Tool-level constraints. Implementation agents can write files; the orchestrator can't. The planner can read files but not change them. We don't just trust the orchestrator not to write code, we make it structurally impossible. Principle of least privilege, applied to AI agents.

The Trade-offs

It takes longer. For our side project (~15k LOC TypeScript/React), a typical feature takes 12 to 18 minutes with 8 to 12 iterations. That's slower than a skilled human, but you get consistent quality and complete documentation every time. We're still deciding whether we've built a careful craftsman or an obsessive perfectionist.

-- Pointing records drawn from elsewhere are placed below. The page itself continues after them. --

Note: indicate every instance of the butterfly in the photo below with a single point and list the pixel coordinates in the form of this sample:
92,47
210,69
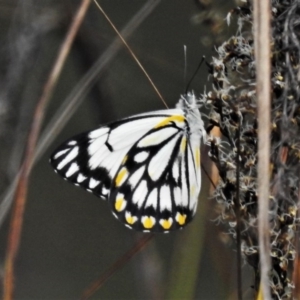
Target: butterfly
147,166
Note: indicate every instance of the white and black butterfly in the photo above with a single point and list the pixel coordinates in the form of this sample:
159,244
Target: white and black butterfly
147,166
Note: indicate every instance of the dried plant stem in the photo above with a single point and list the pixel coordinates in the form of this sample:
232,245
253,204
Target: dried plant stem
262,12
22,185
140,245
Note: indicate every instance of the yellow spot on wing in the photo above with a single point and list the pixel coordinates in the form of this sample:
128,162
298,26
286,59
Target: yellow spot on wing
129,218
166,224
166,121
121,176
193,190
148,222
180,218
197,155
183,144
120,204
124,159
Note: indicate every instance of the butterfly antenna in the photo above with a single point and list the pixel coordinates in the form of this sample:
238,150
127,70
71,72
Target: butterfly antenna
185,64
131,52
194,75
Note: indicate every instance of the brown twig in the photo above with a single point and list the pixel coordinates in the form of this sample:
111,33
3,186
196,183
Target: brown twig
116,266
76,96
262,12
22,186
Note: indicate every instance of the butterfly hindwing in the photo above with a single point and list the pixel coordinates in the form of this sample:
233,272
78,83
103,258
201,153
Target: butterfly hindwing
151,190
147,166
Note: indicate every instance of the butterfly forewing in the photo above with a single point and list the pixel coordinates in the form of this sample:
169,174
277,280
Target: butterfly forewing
147,166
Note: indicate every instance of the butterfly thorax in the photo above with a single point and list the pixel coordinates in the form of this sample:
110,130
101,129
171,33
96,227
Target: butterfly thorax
188,103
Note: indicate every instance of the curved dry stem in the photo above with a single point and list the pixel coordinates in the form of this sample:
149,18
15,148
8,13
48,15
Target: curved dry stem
262,21
22,184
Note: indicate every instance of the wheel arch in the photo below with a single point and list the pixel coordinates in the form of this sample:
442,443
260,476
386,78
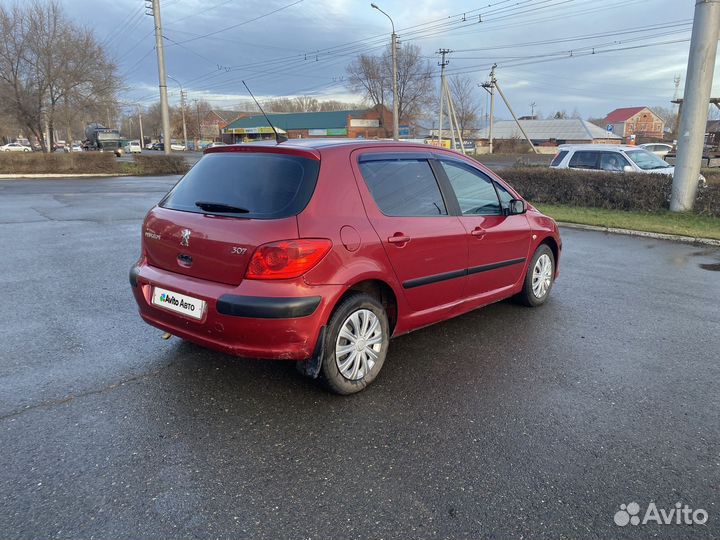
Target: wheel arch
379,289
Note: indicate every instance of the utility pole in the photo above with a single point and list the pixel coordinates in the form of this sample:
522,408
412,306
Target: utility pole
393,44
142,135
396,120
183,97
490,88
197,114
698,83
442,65
154,7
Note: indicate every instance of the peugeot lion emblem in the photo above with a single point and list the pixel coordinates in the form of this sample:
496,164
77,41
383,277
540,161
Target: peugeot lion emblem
185,237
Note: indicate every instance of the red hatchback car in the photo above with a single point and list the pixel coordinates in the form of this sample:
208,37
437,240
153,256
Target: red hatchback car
320,251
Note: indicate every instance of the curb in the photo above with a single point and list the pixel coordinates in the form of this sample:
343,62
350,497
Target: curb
61,175
644,234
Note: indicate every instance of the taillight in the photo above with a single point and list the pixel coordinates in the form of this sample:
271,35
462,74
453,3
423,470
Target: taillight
287,259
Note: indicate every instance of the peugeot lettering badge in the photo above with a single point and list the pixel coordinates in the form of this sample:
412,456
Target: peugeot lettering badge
185,237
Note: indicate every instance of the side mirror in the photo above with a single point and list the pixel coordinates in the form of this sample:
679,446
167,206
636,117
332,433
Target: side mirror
516,206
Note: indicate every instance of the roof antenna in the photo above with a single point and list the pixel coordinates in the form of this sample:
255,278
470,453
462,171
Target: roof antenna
278,138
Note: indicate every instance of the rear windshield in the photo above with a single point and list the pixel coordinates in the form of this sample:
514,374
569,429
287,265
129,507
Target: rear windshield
261,185
558,158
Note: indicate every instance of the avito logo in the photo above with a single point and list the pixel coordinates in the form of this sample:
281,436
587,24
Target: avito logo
680,515
170,299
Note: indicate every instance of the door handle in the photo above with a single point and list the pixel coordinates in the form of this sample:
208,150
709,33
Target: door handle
398,238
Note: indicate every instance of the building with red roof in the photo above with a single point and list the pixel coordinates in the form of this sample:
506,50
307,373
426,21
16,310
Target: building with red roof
639,121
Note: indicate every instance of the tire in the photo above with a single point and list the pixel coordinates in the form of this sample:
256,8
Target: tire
538,270
355,370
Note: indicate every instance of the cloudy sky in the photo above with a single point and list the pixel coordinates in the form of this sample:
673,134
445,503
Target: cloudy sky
586,55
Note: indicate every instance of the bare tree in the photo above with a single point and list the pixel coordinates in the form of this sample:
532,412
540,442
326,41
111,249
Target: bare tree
305,104
372,76
50,68
465,101
367,76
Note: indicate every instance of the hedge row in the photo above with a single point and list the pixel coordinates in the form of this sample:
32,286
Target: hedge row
88,163
58,163
626,191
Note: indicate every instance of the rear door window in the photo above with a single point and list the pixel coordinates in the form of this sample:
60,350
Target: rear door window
475,192
584,160
403,187
612,161
249,185
558,158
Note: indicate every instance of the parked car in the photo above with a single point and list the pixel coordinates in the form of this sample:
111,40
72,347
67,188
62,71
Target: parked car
612,158
74,147
134,147
321,251
15,147
659,149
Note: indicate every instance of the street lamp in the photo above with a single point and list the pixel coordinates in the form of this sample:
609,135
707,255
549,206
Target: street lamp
396,129
182,109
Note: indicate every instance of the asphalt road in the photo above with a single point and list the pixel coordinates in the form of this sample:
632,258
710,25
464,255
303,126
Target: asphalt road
505,422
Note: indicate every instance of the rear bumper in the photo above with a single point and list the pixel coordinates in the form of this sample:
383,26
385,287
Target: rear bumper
257,319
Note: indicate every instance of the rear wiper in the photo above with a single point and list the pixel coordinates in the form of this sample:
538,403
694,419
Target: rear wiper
220,207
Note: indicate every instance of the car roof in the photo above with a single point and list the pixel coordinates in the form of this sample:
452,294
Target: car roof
313,147
320,143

It's more complex. The orchestrator pattern adds moving parts: more agents, more prompts, more coordination. The monolithic agent is simpler, one prompt, one model, done. But we've known for decades that monolithic architectures don't scale well. Turns out Conway's Law applies to AI systems too.

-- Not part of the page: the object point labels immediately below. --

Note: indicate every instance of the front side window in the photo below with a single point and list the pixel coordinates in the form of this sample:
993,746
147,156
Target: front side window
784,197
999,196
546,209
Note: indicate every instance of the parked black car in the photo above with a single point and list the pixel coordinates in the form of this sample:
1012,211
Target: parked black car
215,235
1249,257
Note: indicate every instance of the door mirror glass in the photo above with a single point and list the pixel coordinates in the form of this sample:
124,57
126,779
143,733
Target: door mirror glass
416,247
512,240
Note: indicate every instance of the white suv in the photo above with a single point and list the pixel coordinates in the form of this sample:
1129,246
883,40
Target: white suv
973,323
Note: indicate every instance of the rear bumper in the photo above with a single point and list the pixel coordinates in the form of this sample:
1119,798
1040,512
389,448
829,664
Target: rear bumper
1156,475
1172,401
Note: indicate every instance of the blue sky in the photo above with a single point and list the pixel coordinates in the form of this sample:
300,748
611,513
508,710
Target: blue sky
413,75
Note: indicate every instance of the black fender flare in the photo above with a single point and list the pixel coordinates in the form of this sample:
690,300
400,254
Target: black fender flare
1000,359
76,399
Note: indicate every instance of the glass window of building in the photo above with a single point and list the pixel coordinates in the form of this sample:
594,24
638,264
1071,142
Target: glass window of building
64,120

Prompts are infrastructure. Each subagent's prompt captures domain knowledge and project conventions. In production, these prompts become critical infrastructure, documentation as executable code, basically. They need to be versioned, reviewed, and maintained just like regular code.

Open Questions

We're actively exploring some interesting questions: Can the orchestrator learn from its own mistakes? (Meta-learning for agent systems. The Singularity, but for code reviews.) How many review iterations are too many before we escalate to a human? How do we measure when the system has actually "converged" on the right answer? Should subagents talk to each other directly, or does that just create coordination chaos?

For bigger codebases, we might need 15 to 20 specialists instead of our current eight. At what point does having too many agents create more problems than it solves? We're playing with dynamic agent creation in Kimi Code, the orchestrator can spawn new specialists on the fly for novel tasks. It's agents all the way down, potentially.

A lesson learned?

Our experiment shows that treating AI coding assistants as architected systems, not magic generators, is promising. Specialized agents with focused context reduced errors, maintained architecture, and improved documentation. This aligns with software architecture principles, suggesting separation of concerns works for AI too. We believe this pattern (orchestrator, planner, specialists, reviewer) can apply to any stack or project type. Using Kimi Code CLI, we're now designing collaborative, iterative AI systems, a significant step beyond just using AI to write code.